2. Drag and drop into ComfyUI. Install the missing red nodes if unavailable from the Manager. Restart and refresh ComfyUI.

3. If using Wan2.2 + VBVR model, load the Wan2.2 VBVR High and Low model using Wan Video model loader node. 

Another way explained above, if using Kijai's Wan2.2 VBVR High64 rank Lora into Wan Video Lora select node, then you also need Wan2.2 basic I2V High+Low model loaded using Wan video model loader node.

4. Load the image into Load Image node.  Load other basic models (text encoders, vae etc) into their respective node. 
Settings:
Motion Amplitude-1.20 to 1.5 (More will add extra motion but can be unstable)

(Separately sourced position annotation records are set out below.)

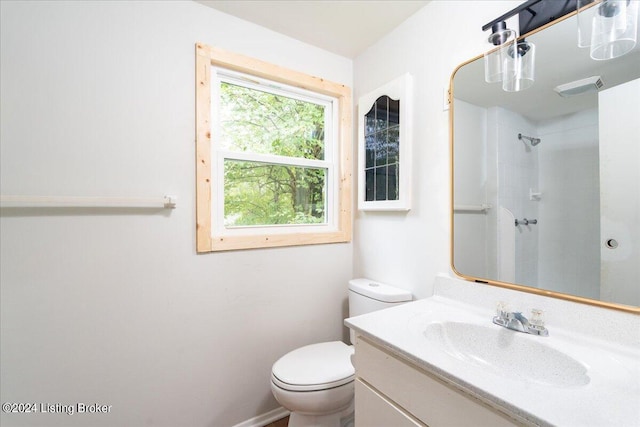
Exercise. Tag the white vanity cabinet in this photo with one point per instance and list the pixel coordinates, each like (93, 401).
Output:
(393, 392)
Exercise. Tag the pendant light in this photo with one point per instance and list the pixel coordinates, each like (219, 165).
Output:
(519, 66)
(494, 59)
(608, 27)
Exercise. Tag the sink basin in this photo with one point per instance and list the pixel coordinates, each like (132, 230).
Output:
(507, 353)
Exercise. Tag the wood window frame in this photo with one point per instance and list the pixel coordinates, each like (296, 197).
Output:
(206, 238)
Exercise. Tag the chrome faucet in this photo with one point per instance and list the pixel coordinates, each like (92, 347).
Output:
(517, 322)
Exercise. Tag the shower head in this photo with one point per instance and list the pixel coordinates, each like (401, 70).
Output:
(532, 141)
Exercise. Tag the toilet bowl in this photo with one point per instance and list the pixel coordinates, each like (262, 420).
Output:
(316, 382)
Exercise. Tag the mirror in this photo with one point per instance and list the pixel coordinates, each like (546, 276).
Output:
(546, 189)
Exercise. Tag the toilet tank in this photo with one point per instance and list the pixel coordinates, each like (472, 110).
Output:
(367, 295)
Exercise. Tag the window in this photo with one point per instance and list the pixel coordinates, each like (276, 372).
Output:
(273, 163)
(384, 135)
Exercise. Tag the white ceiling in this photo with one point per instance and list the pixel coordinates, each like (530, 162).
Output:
(344, 27)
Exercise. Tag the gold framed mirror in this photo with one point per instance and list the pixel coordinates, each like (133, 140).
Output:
(545, 189)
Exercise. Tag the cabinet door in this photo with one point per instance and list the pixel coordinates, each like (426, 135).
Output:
(374, 410)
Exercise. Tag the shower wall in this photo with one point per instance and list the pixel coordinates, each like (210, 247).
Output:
(569, 208)
(517, 173)
(561, 251)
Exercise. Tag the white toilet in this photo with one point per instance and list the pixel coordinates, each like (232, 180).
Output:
(316, 382)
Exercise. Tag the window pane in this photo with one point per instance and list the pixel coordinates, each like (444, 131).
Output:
(370, 150)
(266, 123)
(393, 144)
(370, 185)
(392, 182)
(267, 194)
(381, 183)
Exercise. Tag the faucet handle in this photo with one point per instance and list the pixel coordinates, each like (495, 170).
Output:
(537, 318)
(502, 310)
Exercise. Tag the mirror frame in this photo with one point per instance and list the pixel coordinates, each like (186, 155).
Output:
(507, 285)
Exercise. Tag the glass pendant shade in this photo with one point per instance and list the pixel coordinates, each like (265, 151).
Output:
(494, 59)
(519, 66)
(609, 27)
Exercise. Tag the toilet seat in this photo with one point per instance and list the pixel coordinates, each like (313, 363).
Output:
(314, 367)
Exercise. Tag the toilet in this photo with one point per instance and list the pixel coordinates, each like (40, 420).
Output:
(316, 382)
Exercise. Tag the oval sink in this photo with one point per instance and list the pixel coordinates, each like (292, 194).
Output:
(507, 353)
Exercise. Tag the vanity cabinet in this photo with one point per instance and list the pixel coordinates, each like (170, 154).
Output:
(391, 391)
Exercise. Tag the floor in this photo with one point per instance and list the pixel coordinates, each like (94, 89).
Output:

5. Put detailed prompt into prompt box and hit Run to start generation.

 

wan 2.2 VBVR testing

 Test 1

 

wan 2.2 VBVR test

Test 2 

 

Conclusion

We have already seen how scaling data and models transformed language AI. VBVR suggests we might be entering a similar phase for video-based intelligence.  But there is also a reality check here, just making bigger models is not worth anymore. 

What matters now is better data, better structure, and better evaluation.  VBVR does not just throw more data at the problem, it creates a systematic way to study reasoning itself.  

If this direction continues, we are not just looking at better video models, we are looking at AI that understands the physical world more like humans do.  And thats where things get really interesting.